The Elmira fort that would come to be known as “Hellmira” among its prisoners began as a Union training post called Camp Rathbun. After serving to condition Union troops for years, the camp began to fall into disrepair and was turned into a prison camp in in 1864 with almost no notice. When the order came down that Camp Rathbun, which was designed to accommodate around 6,000 recruits was to be converted into a prison to hold an incoming 10,000 soldiers, the Union Commissary General was given just 10 days to make it happen. Unsurprisingly this led to problems from the start. 

Despite inadequate kitchens, water sources, housing, and no hospital, the prisoners began arriving in July of 1864. Food was almost immediately rationed to barely livable amounts leading to prisoners taking to eating and trading the rats that seemed endemic to the tightly packed squalor of the camp. A large dog was brought in to combat the vermin problem, but he too was eventually eaten by two enterprising prisoners. The stagnant wash water began to spread disease among the inmates, and combined with the growing malnutrition, people began to die off once the harsh winter weather arrived. Of the just over 12,000 prisoners sent to the camp, nearly 3,000 died there.
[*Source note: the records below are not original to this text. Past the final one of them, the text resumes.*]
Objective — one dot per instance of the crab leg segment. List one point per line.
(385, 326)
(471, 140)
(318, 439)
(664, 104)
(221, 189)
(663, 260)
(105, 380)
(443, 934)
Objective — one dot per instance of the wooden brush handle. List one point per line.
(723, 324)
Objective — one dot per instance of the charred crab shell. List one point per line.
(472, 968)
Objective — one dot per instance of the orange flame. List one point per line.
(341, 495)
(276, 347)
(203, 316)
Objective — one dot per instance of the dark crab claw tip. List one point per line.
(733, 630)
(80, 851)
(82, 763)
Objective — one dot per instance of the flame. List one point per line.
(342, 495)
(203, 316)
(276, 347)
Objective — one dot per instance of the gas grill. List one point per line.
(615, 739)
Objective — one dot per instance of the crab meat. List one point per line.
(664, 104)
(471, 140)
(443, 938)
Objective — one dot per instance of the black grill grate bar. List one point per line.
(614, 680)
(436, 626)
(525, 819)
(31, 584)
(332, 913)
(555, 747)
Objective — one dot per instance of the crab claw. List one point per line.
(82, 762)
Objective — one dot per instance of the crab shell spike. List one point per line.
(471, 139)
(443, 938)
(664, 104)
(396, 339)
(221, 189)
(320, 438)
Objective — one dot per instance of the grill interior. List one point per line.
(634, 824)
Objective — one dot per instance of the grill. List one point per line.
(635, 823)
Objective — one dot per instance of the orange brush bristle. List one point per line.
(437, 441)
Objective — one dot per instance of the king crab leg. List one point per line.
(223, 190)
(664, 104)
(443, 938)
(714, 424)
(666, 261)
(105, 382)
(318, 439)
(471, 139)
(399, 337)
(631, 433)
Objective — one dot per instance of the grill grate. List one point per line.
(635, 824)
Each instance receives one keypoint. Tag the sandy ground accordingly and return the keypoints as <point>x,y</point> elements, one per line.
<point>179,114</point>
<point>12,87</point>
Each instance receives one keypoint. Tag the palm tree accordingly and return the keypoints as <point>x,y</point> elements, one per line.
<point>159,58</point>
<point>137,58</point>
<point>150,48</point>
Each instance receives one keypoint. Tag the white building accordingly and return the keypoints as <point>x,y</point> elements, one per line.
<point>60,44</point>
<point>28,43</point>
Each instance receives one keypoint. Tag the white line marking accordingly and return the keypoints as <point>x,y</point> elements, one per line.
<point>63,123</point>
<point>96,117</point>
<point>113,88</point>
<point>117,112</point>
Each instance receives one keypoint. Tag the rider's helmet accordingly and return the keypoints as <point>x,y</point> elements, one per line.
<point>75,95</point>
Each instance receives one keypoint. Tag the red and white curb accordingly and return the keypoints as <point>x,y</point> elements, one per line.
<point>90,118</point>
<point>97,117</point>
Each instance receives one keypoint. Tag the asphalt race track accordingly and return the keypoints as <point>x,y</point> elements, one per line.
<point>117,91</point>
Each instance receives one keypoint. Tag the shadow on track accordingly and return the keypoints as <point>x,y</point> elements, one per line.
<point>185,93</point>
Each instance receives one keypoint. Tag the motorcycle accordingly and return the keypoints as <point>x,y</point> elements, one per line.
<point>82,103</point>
For their part, the Union general who oversaw the facility successfully covered up the tragic mistreatment and it was not until the camp was closed in September of 1865 that the true horrors of “Hellmira” began to see the light of day. As though to erase the memory, the prison grounds were razed and buried under farmland.

Today, the unfortunate prison camp is remembered by a brass plaque set into a large flagstone on the site of the main entrance to the camp. While it does little to evoke the inhumane conditions that thrived over that cold winter in 1864, it is warming to know that those who perished have not been forgotten.